Please vote and help the students win so that they can further develop the project, develop documentation on fabrication and assembly instructions, and release this design as an open source design for anyone to print.
Follow this link to view the project and vote: http://bit.ly/1okVmNV
You can vote once a day and we appreciate your help in making these designs available to anyone.

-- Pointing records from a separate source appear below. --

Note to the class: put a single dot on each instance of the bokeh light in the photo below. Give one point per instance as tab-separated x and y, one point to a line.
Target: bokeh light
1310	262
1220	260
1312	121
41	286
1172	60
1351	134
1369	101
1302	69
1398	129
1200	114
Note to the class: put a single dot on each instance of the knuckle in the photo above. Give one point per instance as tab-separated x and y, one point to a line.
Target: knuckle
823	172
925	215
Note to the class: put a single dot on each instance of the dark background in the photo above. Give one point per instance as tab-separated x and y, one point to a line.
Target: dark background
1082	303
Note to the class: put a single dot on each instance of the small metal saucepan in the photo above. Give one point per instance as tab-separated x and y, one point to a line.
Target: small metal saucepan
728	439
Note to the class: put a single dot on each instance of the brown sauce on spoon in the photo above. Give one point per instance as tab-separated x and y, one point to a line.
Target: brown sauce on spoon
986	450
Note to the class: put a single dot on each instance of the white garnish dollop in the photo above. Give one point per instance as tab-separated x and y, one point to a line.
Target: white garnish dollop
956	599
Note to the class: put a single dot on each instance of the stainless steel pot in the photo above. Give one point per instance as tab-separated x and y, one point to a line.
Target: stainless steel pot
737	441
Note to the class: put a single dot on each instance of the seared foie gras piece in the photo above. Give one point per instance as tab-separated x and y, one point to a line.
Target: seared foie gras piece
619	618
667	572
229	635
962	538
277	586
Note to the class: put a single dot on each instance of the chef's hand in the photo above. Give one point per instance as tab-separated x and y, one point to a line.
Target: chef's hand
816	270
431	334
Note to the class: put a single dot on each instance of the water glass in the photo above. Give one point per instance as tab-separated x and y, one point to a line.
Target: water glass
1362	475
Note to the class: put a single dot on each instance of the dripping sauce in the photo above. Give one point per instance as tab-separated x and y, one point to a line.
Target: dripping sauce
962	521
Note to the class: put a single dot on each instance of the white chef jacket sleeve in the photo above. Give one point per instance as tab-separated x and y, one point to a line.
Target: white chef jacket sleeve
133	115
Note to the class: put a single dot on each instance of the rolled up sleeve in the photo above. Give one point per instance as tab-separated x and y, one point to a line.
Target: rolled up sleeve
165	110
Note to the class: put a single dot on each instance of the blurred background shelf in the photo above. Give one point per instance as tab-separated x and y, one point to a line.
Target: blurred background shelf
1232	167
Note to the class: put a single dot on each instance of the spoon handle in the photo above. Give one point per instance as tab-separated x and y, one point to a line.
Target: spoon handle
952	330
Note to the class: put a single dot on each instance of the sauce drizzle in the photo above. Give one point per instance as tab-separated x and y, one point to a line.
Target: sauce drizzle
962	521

Students working in the Digital Craft Research Lab at UWM have the unique opportunity have access to most any tool or process that is needed to create something using both the latest technology as well as traditional processes and the students are well versed in what it takes to make something out of nothing. The lab and our digital fabrication program fosters innovative, creative research in the areas of design, craft, and art by combining advanced digital technology with traditional craft practice in an effort to educate students for the future. The DFD program fosters interdisciplinary design research, material research, and innovation through making. The program is envisioned as a facilitator for partnerships between UWM researchers and regional businesses, nonprofits, arts organizations, other universities and schools, and most importantly local and global communities.